Another example of God’s presence in the midst of difficult circumstances is recounted by our next witness, Terry Turman.
[Play Terry’s video] 3:09
“…knowing I am loved.” Terry reminds us that God loves us so much that He has us exactly where we should be even though at the time it doesn’t seem like it. Because of what God has done for us through Jesus’ death and resurrection, we can know that we are loved and are being held by God even when we are at our lowest points and in our most difficult moments. This gets at what Paul writes in our lesson from Philippians when he says, “I want to know Christ ( the Greek word suggests an intimate, personal relationship with Christ) and the power of His resurrection and the sharing of His sufferings by becoming like Him in His death, if somehow I may attain the resurrection.” The resurrection then is not a one-time experience for Jesus alone or a someday experience for us, but a present, every day, reality. In all of life’s circumstances we are claimed and held by the love of Christ.
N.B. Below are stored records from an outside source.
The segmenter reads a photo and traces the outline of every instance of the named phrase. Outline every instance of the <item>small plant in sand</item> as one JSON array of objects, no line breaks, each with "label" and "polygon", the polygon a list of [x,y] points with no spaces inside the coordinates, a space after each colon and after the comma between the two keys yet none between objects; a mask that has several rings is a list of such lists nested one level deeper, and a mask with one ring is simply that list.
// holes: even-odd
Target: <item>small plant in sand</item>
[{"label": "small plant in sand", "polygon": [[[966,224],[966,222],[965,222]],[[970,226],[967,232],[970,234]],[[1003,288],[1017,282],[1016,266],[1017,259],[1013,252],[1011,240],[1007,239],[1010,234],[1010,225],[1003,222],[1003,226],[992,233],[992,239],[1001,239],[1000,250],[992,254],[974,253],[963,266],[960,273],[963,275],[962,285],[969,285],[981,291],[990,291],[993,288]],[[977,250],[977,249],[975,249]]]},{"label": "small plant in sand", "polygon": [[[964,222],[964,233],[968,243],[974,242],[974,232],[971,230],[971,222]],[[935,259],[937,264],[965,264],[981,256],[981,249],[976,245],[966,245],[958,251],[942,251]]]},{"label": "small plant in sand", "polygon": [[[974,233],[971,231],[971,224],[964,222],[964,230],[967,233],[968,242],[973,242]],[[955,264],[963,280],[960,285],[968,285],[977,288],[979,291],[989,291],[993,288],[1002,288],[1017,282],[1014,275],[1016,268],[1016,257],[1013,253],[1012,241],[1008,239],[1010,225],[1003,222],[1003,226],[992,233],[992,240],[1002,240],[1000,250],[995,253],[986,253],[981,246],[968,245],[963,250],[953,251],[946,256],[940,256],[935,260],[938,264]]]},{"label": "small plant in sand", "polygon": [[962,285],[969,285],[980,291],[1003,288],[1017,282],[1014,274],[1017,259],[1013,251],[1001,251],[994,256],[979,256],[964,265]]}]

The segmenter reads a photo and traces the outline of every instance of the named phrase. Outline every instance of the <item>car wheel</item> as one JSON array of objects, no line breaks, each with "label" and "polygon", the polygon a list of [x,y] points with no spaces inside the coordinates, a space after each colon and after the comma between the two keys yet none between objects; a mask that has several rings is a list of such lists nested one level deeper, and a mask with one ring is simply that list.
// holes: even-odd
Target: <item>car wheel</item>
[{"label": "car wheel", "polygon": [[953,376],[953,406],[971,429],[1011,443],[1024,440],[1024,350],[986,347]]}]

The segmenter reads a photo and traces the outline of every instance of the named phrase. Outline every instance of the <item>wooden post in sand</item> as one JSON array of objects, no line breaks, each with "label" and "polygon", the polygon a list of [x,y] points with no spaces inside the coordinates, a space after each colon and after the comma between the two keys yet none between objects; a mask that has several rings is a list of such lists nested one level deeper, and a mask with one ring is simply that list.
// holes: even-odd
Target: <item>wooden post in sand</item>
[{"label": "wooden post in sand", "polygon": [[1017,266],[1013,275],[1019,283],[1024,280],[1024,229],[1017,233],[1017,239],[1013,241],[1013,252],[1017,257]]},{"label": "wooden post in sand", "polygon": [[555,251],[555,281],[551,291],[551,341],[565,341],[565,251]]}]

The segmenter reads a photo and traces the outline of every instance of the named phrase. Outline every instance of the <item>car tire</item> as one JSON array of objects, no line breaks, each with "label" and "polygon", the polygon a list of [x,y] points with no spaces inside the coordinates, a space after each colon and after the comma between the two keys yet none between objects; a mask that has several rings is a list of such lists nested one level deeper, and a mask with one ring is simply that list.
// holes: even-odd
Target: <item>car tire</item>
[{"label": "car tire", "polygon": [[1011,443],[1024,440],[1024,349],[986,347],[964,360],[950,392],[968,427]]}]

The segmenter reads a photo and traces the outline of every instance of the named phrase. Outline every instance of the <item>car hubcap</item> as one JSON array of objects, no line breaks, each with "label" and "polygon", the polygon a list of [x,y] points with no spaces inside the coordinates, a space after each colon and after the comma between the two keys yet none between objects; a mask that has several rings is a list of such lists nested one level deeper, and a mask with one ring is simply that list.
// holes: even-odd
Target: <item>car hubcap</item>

Lolly Ramey is also able to speak of that same confidence.
[Play Lolly’s video] 3:41
When Lolly got the news of her diagnosis, her first response was “I thank you, Father, for allowing me to have this experience.” Her prayer was one of gratitude—not for her cancer, cancer certainly is no gift—but for the opportunity to grow, and to grow even closer to Jesus; to be guided by the Holy Spirit; to be able to rest completely and securely in God’s hands and to be led by Him as on a bridge. Hers was a prayer of gratitude for, as Paul writes, the opportunity “to know Him…even in our suffering”. This assurance of faith keeps Lolly grounded and confident of God’s presence and love even in her time of need.
Finally, Keva Rop shares her reflections on the “So what?” of Easter.
[Play Keva’s video] 3:02
Thank you, Keva, and Rich, and Terry and Lolly for sharing your stories with us.
Friends, these four beautiful witnesses to the resurrection confirm what we’ve been reflecting on during this past Holy Week. We know by faith that after His death—as Keva put it after His “shameful death” on the cross—God raised Jesus from the dead. The Good News of the Easter faith is “Jesus is alive!” That singular event changed the course of human history and secured our eternal salvation!
Yet, even beyond that, as if that were not enough, the death and resurrection of Jesus also serves as THE model for our own lives, right now. This is the model, the pattern for our own dying and rising as our own life stories unfold. And as we have heard this morning, this pattern of dying and rising again is lived out and expressed in unique ways for each and every one of us.
As we seek to follow Jesus we die every day; not a physical death, but we die to ourselves so that with Him and like Him we can rise again, here and now. Friends, this is the “So what” of Easter: the experience of “knowing Christ and the power of His resurrection and the sharing of His sufferings by becoming like Him in His death, so that we too may attain the resurrection from the dead.” Amen.